ScanSpeak Illuminator D3004/6020-00 Textile Dome Tweeters | eBay

If anyone on here wants them I will do 165 shipped but let me know here so I can cancel the auction.


----------



## Victor_inox (Apr 27, 2012)

Great guy, crazy good tweets.
His packaging job is hands down best I've seen out of every deal I've got on this board.

Sent from my SAMSUNG-SM-G925A using Tapatalk


----------



## beak81champ (Oct 2, 2015)

pm sent


----------



## danno14 (Sep 1, 2009)

Yeah, he's a good guy all right!
Smoke by hot deal in these tweeters too. 
Miss having ya around


----------



## legend94 (Mar 15, 2006)

Victor_inox said:


> Great guy, crazy good tweets.
> His packaging job is hands down best I've seen out of every deal I've got on this board.


Thanks for the kind words!
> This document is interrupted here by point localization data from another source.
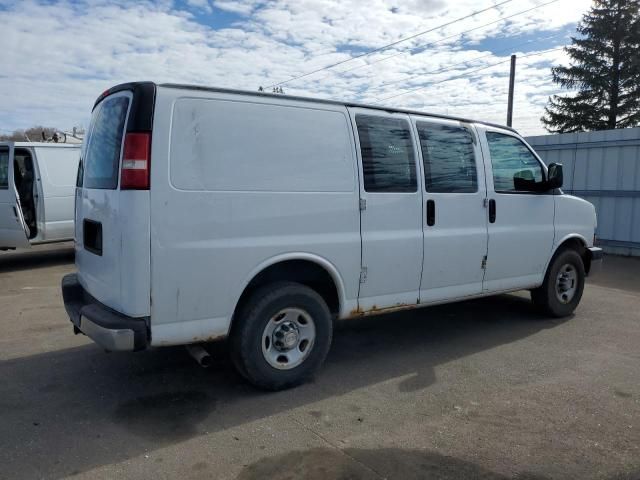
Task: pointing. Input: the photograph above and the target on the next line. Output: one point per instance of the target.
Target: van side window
(449, 160)
(512, 160)
(4, 168)
(102, 157)
(387, 154)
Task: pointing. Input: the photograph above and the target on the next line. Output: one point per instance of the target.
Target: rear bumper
(109, 329)
(595, 261)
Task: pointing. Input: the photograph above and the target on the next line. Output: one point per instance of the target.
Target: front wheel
(563, 285)
(281, 335)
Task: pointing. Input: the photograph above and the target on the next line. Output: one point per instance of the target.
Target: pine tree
(605, 69)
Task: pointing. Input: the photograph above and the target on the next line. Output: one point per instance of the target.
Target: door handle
(431, 213)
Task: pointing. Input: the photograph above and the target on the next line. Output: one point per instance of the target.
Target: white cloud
(57, 58)
(201, 5)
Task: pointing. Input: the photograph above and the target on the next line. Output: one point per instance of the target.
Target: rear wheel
(563, 285)
(281, 336)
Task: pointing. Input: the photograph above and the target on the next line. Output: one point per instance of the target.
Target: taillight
(136, 161)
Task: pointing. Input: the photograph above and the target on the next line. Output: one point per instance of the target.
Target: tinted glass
(102, 155)
(511, 159)
(449, 161)
(4, 168)
(387, 154)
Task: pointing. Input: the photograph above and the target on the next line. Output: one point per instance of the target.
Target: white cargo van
(205, 213)
(37, 185)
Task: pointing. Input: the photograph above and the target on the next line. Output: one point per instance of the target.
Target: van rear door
(112, 214)
(13, 230)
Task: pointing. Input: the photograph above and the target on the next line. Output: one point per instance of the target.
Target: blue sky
(59, 55)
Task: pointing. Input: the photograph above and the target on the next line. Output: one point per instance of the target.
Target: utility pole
(512, 78)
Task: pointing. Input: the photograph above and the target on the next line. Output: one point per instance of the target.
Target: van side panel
(237, 183)
(58, 167)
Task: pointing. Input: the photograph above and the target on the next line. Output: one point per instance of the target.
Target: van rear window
(4, 168)
(102, 155)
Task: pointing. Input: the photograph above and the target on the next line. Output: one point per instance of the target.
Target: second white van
(37, 193)
(205, 213)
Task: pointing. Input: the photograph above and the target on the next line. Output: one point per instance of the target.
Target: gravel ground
(481, 389)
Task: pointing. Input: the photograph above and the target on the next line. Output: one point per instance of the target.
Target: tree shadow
(72, 410)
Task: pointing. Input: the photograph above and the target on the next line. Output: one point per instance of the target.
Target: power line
(388, 57)
(467, 74)
(384, 47)
(464, 62)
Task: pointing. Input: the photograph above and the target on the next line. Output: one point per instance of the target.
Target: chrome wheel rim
(288, 338)
(566, 283)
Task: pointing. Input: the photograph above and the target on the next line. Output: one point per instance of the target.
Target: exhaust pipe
(200, 355)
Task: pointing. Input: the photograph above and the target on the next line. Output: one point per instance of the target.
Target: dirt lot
(481, 389)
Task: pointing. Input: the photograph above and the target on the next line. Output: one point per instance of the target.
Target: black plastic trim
(79, 303)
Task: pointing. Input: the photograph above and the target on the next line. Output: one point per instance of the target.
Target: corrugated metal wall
(603, 168)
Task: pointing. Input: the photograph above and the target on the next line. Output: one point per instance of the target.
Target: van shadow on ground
(72, 410)
(360, 464)
(39, 257)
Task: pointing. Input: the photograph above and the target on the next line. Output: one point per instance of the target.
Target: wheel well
(301, 271)
(579, 246)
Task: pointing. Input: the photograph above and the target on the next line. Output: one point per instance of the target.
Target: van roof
(329, 102)
(40, 144)
(133, 85)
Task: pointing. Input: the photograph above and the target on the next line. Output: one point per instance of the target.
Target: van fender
(559, 244)
(320, 261)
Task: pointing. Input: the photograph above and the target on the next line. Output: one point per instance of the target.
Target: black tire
(547, 296)
(246, 340)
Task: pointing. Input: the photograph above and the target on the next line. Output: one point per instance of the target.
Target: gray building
(604, 168)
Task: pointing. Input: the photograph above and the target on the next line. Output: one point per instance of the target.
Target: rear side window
(4, 168)
(449, 160)
(102, 155)
(387, 154)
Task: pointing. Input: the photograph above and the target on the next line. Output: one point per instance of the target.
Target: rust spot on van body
(374, 310)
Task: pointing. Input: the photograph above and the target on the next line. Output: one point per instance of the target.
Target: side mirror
(523, 181)
(554, 176)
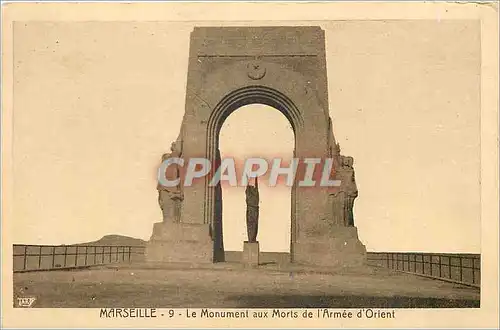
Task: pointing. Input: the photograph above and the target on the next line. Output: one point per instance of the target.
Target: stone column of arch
(285, 68)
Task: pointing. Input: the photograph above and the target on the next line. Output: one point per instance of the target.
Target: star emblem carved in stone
(256, 70)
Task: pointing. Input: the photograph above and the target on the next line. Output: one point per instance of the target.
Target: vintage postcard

I guess I have sent a few things back and forth to you 



danno14 said:


> Yeah, he's a good guy all right!
> Smoke by hot deal in these tweeters too.
> Miss having ya around


Why don't you buy them and just put them in the pile? I bet you have stuff that you have forgotten about anyways. It seems we have dealt with scan tweeters before too and don't forget the time you mailed me a 500 dollar subwoofer to try out. 



I miss being on here but my bank account sure has been happier! Both of you have my number if you want to text....you know I am not much of a talker.


----------



## danno14 (Sep 1, 2009)

legend94 said:


> Thanks for the kind words! I guess I have sent a few things back and forth to you
> 
> 
> 
> ...


LOL! Because pretty soon, "The pile" will be visible from space!
Be well pal.


----------



## legend94 (Mar 15, 2006)

SOLD


----------